I really should have paid more attention in art history at uni. The work of Nicolas de Staël undoubtedly came up on the screen in that over-heated lecture theatre, so I’m kicking myself that I’m only ‘discovering’ him now. Born in Russia, de Staël painted in France from the late 1930s through to his death in 1955. The story goes that he was suffering from exhaustion (he produced over a thousand paintings in a fifteen year period), insomnia and depression and, seeking isolation, had moved with his family to the south of France. After a negative encounter with an art critic he took his own life by jumping from his studio terrace.
Andrea Belag’s paintings are remarkably simple, yet utterly compelling. It’s easy to can see how the New York-based painter creates her works, brushing big, confident strokes of oil onto linen, then brushing and scraping back through through them. The whole process might only take a few minutes, but the effect is incredible. The concentric marks made by her big, sweeping strokes gives the paintings a real depth – looking at them, you feel as though you’re peering into a vast, cavernous space. I’d love to see these in the flesh.
With a million colours available to artists and designers at the click of a mouse, black is often overlooked as a legitimate ‘colour’. It is instead seen as an absence of colour, taken for granted and often regarded as the default setting. But this is not the case with Polish artist Marta Orzel. Her acrylics feature black silhouettes and mountain ranges that contrast beautifully with the other colours on her palette.
Amy Woodside is a poet who knows how to hold a paintbrush. The New York based Kiwi works with words and phrases, breaking them down into individual letters and then forcing them back together like a kid playing with a complex jigsaw puzzle. She paints these graphic arrangements in gouache and acrylic, rendering them in bright colour and pitting them against high-contrast textured backgrounds, or against flat white. This is really nice stuff. Her website is beautiful as well, with gorgeous typography and lots of soft pastels.
I have a feeling I wrote a post about Jonas Wood on a previous iteration of To Everybody, but that’s okay – his work is so great it’s worth repeating. Wood’s paintings are like awkward pencil sketches brought to life. He paints predominantly still scenes – arrangements of potted plants, portraits, sports collector cards – in big bright areas of flat colour, often made up of heaps of thin, straight paint strokes.
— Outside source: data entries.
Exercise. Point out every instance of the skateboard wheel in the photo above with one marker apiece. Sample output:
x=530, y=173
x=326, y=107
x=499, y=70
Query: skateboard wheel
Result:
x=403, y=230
It’s a very graphical style of painting, and the result is not dissimilar to something you’d get with a box of Copic markers, except Wood is doing it with oils and acrylics which makes it much more impressive. Pattern and repetition feature heavily, often in an overtly hand-rendered, almost indigenous style. Really great stuff. Check back in another six months and I’ll probably post another dozen of his paintings!
I love screen printing. There’s a quality you get from it that digital printing will never be able to touch – the ink or paint you use is a real, tactile thing, and often gives you wonderfully unpredictable results that you couldn’t reproduce of you tried. French duo Atelier Bingo have nailed the process, as you can see from their catalogue of prints, and the work they’ve done for various bands and magazines. With a nice selection of bright colours and slices of sketchy, photocopied looking patterns they produce abstract collages that would look good just about anywhere.